Apesar de não aceitar que o controle da Embraer passe para uma companhia estrangeira e nem ter a intenção de se desfazer da ação especial que dá direito a vetos (Golden Share), o governo brasileiro aceita negociar diferentes tipos de parcerias, inclusive na área de Defesa, na discussão que transcorre entre a fabricante local de aeronaves e a americana Boeing, segundo apurou o Valor.
Nesse sentido, uma fonte lembra que há discussões não só entre as duas empresas, mas também entre os governos brasileiro e americano. Produtos como o KC-390, maior avião militar já produzido pela Embraer, aparecem como um dos focos dessas discussões.
Na visão do governo, há um vasto campo para parcerias nas áreas de comercialização, logística, compra de insumos e distribuição de produtos. "A Boeing não tem o produto fabricado pela Embraer em sua prateleira", destaca a fonte. "Não tem restrição para que se faça parcerias, nem na área civil, nem na militar. O que não vai ocorrer de jeito nenhum é perda de controle ou relação de subordinação de hierarquia", disse esse interlocutor.

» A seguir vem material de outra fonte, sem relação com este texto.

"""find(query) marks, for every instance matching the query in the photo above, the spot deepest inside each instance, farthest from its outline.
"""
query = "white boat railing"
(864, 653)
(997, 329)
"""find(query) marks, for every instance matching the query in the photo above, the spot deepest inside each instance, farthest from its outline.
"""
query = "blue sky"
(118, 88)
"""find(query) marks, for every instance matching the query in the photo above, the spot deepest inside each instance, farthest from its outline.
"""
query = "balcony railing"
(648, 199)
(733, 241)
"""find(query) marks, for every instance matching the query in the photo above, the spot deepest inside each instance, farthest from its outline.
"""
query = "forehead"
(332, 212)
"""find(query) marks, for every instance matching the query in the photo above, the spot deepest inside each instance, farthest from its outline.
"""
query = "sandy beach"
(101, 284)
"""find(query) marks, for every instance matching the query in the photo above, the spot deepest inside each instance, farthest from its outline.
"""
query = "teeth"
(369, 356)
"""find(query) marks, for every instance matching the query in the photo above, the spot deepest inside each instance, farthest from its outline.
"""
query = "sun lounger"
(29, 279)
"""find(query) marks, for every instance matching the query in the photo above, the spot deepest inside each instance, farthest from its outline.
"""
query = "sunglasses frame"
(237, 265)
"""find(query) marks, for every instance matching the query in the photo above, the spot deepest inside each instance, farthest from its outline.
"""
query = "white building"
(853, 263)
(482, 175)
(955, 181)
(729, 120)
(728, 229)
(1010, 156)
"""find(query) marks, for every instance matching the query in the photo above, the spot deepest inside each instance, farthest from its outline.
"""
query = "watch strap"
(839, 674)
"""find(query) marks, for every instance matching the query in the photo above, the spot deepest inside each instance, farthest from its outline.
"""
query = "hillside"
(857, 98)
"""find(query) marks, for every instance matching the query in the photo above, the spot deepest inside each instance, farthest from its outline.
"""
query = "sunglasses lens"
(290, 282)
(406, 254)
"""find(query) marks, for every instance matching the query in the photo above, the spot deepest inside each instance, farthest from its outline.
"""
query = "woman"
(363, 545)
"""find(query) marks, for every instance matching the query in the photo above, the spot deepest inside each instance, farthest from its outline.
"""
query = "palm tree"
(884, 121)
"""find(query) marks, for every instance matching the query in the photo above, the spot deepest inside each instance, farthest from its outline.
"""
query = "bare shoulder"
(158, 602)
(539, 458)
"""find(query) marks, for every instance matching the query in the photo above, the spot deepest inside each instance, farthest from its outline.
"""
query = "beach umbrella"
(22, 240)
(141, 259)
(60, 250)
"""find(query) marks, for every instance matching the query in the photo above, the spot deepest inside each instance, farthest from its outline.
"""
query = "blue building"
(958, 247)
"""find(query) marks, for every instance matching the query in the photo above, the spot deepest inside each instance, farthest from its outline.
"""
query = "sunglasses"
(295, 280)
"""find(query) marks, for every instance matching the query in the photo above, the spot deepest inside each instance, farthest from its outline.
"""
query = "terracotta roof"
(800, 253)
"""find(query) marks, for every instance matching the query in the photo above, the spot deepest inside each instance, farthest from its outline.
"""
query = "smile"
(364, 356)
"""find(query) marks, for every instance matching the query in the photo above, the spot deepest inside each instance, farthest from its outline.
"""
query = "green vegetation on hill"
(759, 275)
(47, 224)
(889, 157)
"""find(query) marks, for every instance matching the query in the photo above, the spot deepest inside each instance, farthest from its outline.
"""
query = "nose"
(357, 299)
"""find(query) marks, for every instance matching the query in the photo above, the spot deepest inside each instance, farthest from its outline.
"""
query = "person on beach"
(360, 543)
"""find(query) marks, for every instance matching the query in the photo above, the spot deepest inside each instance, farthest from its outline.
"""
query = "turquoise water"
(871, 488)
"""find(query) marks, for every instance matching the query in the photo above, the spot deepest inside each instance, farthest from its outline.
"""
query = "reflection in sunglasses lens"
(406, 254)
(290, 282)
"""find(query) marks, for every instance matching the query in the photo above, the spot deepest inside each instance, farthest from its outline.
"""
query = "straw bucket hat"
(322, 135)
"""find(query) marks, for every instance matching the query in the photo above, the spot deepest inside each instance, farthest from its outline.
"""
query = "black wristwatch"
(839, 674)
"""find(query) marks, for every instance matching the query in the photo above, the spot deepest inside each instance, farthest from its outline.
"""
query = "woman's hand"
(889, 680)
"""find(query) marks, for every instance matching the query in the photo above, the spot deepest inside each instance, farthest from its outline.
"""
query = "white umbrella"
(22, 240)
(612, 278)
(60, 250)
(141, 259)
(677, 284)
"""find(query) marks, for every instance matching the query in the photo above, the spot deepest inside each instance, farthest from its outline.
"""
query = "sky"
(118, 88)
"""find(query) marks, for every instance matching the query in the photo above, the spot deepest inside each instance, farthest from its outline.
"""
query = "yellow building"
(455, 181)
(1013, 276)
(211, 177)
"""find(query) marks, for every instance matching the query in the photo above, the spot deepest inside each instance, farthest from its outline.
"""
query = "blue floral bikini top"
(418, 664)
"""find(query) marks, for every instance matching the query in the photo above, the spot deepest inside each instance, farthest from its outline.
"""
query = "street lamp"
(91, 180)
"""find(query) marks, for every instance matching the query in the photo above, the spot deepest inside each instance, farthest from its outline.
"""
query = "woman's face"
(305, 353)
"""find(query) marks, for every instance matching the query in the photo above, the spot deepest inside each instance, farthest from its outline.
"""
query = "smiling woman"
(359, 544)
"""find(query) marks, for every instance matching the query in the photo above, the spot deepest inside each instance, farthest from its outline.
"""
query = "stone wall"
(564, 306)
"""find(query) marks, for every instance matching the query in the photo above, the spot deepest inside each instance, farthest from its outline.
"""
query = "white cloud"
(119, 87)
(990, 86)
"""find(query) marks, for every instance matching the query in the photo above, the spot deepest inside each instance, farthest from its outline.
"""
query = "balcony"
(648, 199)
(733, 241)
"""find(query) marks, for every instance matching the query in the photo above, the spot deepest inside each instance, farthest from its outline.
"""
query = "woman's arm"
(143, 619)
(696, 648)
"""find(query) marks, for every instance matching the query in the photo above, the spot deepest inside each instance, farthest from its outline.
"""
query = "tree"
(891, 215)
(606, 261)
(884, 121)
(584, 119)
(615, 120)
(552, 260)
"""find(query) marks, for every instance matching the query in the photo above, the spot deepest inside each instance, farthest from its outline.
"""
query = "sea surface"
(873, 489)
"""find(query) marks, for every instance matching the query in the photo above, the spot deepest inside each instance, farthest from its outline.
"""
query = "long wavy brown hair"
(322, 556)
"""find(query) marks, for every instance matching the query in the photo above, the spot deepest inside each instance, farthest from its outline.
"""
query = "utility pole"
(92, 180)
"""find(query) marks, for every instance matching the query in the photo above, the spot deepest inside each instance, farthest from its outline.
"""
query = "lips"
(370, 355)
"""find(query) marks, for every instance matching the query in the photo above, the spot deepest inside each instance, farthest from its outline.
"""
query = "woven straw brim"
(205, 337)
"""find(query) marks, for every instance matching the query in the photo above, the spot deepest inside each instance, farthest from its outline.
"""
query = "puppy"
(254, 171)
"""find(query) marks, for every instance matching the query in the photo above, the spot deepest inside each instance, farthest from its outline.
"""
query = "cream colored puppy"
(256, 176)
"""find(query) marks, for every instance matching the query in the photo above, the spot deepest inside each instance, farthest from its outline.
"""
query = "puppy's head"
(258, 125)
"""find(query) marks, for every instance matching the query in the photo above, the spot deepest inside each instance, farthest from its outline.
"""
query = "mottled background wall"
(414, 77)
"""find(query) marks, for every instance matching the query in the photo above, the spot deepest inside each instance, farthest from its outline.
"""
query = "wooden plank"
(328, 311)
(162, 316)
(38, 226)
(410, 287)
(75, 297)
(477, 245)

Nos bastidores, interlocutores do governo ressaltam que a possibilidade de venda da Golden Share da Embraer não entrou nas discussões desse tipo de papel pelo ministério da Fazenda, que no ano passado provocou o TCU para se manifestar sobre como deveria proceder em relação a esse tipo de papel. A intenção era vender algumas participações, mas as fontes ouvidas são taxativas em dizer que a Fazenda considerava que a Golden Share da Embraer seria mantida, mesmo antes de se noticiar as negociações entre as fabricantes de aeronaves. "Nunca houve intenção da Fazenda de se desfazer da Golden Share da Embraer", afirmou, taxativa, uma fonte.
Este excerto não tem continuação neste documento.